Persist state information using a StateMachine in Spring Boot - spring-boot

I am working on project where we use a state machine to realize a workflow. I am having some troubles getting warm with what was put in place, and I would like to see if there may be a better design/implementation to my problem.
I will try to show what we have at the moment.
Please ignore process_agent at the moment, I would like to focus on process_state only for the beginning. I simply want to create a process and the state machine shall immediately transition from CREATED to ASSIGNED and persist that state in the Entity table (by default I would simply set the current user as the agent for the time being).
There is a table Entity with two information: process_agent and process_state
There are only three States for the moment, defined as Enums: CREATED, ASSIGNED and IN_PROCESS
There are only two Events at the moment, defined as Enums: ASSIGN_TO_AGENT and START_PROCESS
There is an endpoint in the controller for the creation of a process that simply hands over to the service:
// In the Controller
// mapper is a MapStruct mapper, it simply copies fields from view to entity and vice versa
ResponseEntity<EntityView> create(#RequestBody final EntityView view) {
final Entity createdEntity = service.create(entityView);
final EntityView createdEntityView = mapper.toView(createdEntity); //map the entity to its view
return status(CREATED).body(createdEntityView);
}
// In the Service
// mapper is a MapStruct mapper, it simply copies fields from view to entity and vice versa
// stateHandler is a custom class to handle an event, see below
Entity entity = new Entity();
mapper.updateFromView(entityView, entity);
entity.setInitState(CREATED);
final Message<Event> message = MessageBuilder.withPayload(Event.ASSIGN_TO_AGENT).setHeader("ENTITY_HEADER", entity);
stateHandler.handleEvent(message);
entity.setProcessAgent(...get the current user's id somehow...);
...
return entity;
StateHandler handles the event messaging.

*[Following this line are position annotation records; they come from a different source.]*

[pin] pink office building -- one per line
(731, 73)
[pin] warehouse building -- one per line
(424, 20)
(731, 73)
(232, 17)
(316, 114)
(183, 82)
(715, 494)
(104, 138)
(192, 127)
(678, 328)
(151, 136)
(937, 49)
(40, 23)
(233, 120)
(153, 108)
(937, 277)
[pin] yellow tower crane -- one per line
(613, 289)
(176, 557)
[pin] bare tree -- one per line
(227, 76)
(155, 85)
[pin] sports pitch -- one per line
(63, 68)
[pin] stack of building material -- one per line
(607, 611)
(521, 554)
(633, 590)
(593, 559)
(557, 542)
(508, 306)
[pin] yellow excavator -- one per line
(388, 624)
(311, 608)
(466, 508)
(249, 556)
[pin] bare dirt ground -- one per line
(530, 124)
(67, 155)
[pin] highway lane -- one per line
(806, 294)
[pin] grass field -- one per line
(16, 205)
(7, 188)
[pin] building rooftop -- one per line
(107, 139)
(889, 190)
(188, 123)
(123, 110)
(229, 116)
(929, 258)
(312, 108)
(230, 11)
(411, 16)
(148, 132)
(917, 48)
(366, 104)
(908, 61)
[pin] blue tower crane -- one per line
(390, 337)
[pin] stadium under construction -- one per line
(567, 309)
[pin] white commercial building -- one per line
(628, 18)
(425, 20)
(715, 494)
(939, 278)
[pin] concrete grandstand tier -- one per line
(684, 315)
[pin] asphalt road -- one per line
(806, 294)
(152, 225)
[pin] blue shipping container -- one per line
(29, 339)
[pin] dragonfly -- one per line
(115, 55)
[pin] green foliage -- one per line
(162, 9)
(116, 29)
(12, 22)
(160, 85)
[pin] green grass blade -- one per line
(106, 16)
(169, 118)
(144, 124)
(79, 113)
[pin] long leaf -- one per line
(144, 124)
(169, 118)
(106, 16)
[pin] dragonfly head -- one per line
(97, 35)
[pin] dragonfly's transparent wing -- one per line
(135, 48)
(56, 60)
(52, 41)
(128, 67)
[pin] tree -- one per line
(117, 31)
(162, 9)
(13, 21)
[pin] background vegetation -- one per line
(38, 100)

That is the part that I find difficult and feel I should question. One basically gets a state machine, resets it to the given state and runs it in order to intercept a transition; once intercepted the new target state is persisted to the table of the entity:
// stateMachineFactory is auto wired into the state handler
// repository is auto wired in the state handler
public void handleEvent(final Message<Event> message) {
final Entity entity = message.getHeaders().get("ENTITY_HEADER", Entity.class);
final State currentState = entity.getProcessState();
StateMachine<State, Event> machine = stateMachineFactory.getStateMachine();
machine.getStateMachineAccessor().doWithAllRegions(accessor -> accessor.resetStateMachine(
new DefaultStateMachineContext<State, Event>(currentState, null, null, null, null)
));
machine.getStateMachineAccessor().doWithAllRegions(accessor -> accessor.addStateMachineInterceptor(
#Override
public StateContext<State, Event> postTransition(final StateContext<State, Event> stateContext) {
final Entity entity1 = stateContext.getMessage().getHeaders.get("ENTITY_HEADER", Entity.class);
if (entity != null) {
entity1.setState(stateContext.getTarget().getId());
repository.save(entity1);
return stateContext;
}
// if entity is null then throw exception
... omitted exception handling
}
);
log.debug("Starting state machine to process [{}]", entity);
stateMachine.start();
stateMachine.sendEvent(message);
stateMachine.stop();
}
For completeness the following StateMachineConfig:
#Override
public void configure(final StateMachineConfigurationConfigurer<State, Event> config) throws Exception {
config.withConfiguration()
.autoStartup(false);
}
#Override
public void configure(final StateMachineStateConfigurer<State, Event> sates) throws Exception {
states.withStates()
.initial(State.CREATED)
.states(EnumSet.allOf(State.class));
}
#Override
public void configure(final StateMachineTransitionConfigurer<State, Event> transitions) throws Exception {
transitions.withExternal()
.source(State.CREATED)
.target(State.ASSIGNED)
.event(Event.ASSIGN_TO_AGENT)
.and()
.withExternal()
.source(State.ASSIGNED)
.target(State.IN_PROCESS)
.event(Event.START_PROCESS);
}
I hope I could be as complete as possible. Please let me know if there are any clarifications needed.
My question is: Is there a better design to implement this state machine, or is what one can see here a reasonable approach ?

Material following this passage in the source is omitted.